Открытая приязнь в его глазах обезоружила меня.
— Что вы имеете в виду, месье?
— Существует и другой вид связи между людьми, которые испытывают подлинную нежность друг к другу, — мгновенная связь разлученных сердец. — Он дотронулся до своей груди, затем протянул руку и осторожно прижал ее к моим пальцам. — Этот способ не требует ни бумаги, ни перьев, ни слов, ни посланников.
Его интимное прикосновение опьянило меня. Мои мысли путались.
— Что это за волшебный способ, месье? — чуть слышно прошептала я.
Он убрал руку.
— В нем нет ничего удивительного. Вы испытывали это множество раз, но, возможно, неосознанно. Надо только выбрать тихий, уединенный момент, сесть, закрыть глаза и подумать о другом человеке. Он возникнет перед вашим внутренним взором как живой. Вы услышите его голос и сможете поговорить с ним и облегчить свое сердце.
— Подобные безмолвные фантазии не лишены смысла, месье, но их никогда не будет достаточно для облегчения моего сердца.
— В воспоминаниях есть своя прелесть. Порой они даже приукрашают отсутствующих. — Он поднял руку, вытер слезы с моей щеки и погладил, ласково и нежно. — Если между нами протянется море, вот что я сделаю: в конце дня, когда померкнет свет, я завершу все дела, сяду у себя в библиотеке и закрою глаза. Я представлю ваш образ, и вы придете ко мне, даже против вашей воли. Будете стоять передо мной как сейчас. Мы снова встретимся, в мечтах.
Глубокий тембр его голоса словно звенел во мне, кровь стучала в ушах; я лишилась дара речи. Полная луна освещала мое лицо, и месье не был слеп. Несомненно, он как на ладони видел всю глубину чувств, которую я не умела скрыть.
И тогда это случилось: он приподнял мой подбородок, склонился ко мне и нежно поцеловал сначала в одну щеку, потом в другую, по французскому обычаю. Затем я ощутила мягкое прикосновение его губ к моим. Поцелуй был кратким и нежным, и все же насквозь пронизал мое тело, отчего я содрогнулась.
Месье немного отстранился, не отпуская моего подбородка и не сводя с меня глаз, его лицо оставалось в нескольких дюймах от моего. Я вся горела; мне казалось, я сейчас растаю и впитаюсь в землю; я не могла дышать и первая отвела глаза. Тут я заметила слабое, далекое мерцание за стеклянной дверью пансионата. В окне горела свеча. Месье Эгер стоял к зданию спиной и ничего не видел. Неужели кто–то следил за нами? Но кто? По моей спине пробежал внезапный холодок; меня затрясло.
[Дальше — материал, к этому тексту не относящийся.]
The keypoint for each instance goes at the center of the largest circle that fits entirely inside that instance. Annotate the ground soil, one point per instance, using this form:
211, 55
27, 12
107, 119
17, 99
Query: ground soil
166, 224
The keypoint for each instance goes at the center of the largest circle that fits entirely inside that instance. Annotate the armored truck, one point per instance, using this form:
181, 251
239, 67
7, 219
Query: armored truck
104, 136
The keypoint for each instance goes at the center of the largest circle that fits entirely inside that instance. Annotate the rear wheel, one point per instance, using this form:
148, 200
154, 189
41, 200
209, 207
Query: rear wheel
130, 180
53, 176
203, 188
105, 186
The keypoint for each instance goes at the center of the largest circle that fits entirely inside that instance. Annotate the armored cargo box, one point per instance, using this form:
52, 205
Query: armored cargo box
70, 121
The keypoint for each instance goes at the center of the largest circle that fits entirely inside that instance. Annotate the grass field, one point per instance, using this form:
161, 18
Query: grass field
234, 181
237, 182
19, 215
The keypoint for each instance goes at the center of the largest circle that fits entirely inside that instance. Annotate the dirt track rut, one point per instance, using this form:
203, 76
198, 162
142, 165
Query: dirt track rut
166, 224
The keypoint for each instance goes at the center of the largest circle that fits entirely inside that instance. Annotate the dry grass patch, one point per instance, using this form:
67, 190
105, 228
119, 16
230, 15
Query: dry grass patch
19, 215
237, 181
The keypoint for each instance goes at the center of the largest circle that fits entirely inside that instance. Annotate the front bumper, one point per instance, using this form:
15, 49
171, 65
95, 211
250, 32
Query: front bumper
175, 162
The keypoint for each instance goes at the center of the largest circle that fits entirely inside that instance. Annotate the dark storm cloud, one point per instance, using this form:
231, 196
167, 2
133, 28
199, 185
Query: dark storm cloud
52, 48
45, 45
— Вы замерзли, мадемуазель. Нельзя так долго дышать ночным воздухом. Возвращайтесь в дом.
Не в силах проронить ни звука, я кивнула и убежала. Мои щеки все еще пылали. Когда я распахнула дверь в задний холл, там не было ни человека, ни свечи.
До самого утра я носилась по бурному и радостному морю. Вновь и вновь я переживала сцену в саду, вспоминая каждое слово месье, его взгляды, прикосновение его губ. Я пыталась убедить себя, что не сделала ничего дурного, как и он. Месье — человек безупречной репутации, честности и незыблемых принципов. У него пылкое и любящее сердце; часто я видела, как он целовал своих друзей и учениц подобным образом, но не думала ничего плохого — во Франции так принято. Его поцелуй был лишь ласковым и ни на что не намекающим знаком внимания. Несомненно, он уже забыл о нем, и я тоже должна забыть. Все будет как прежде, мы останемся друзьями, словно ничего не произошло.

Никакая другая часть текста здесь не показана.